No longer lost in translation: the art and science of sports injury prevention implementation research
- Correspondence to Caroline F Finch, Australian Centre for Research into Injury in Sport and its Prevention, Monash Injury Research Institute, Monash University, Clayton Campus, Melbourne, Victoria 3800, Australia;
- Accepted 24 May 2011
- Published Online First 22 June 2011
It is now understood that sports injury interventions will not have significant public health impact if they are not widely accepted and adopted by target sports participants. Although there has been increasing recognition of the need for intervention studies conducted within the real-world context of sports delivery, very few studies have been conducted in this important area. A major reason for this is that there are significant challenges in conducting implementation research; the more traditional sports medicine approaches may not be fully appropriate and new ways of thinking about how to design, conduct and report such research is needed.
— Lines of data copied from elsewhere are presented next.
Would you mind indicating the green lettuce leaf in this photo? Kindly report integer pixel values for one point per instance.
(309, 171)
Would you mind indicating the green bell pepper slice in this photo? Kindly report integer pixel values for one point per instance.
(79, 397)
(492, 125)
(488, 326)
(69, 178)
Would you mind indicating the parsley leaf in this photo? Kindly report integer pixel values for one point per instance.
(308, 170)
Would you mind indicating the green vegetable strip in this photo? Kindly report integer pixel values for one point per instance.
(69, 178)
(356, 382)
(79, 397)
Moreover, real-world implementation of sports injury interventions and evaluation of their effectiveness needs to start to take into account the broad ecological context in which they are introduced, as well as considering the best way to translate this knowledge to reach the audiences who most need to benefit from such research. This overview paper provides perspectives and guidance on the design, conduct and evaluation of sports injury intervention implementation studies, including better understanding of the complexity of the ecological settings for intervention delivery. Some conceptual approaches that could be adopted in future implementation studies are discussed; particular emphasis is given to Intervention Mapping as a tool to assist intervention development, Diffusion of Innovations Theory to guide the planning of intervention strategies and the RE-AIM (reach, effectiveness, adoption, implementation and maintenance) framework for programme evaluation and programme design. Finally, a broad agenda for this emerging important field of sports medicine research is outlined.
Competing interests None.
Provenance and peer review Commissioned; internally peer reviewed.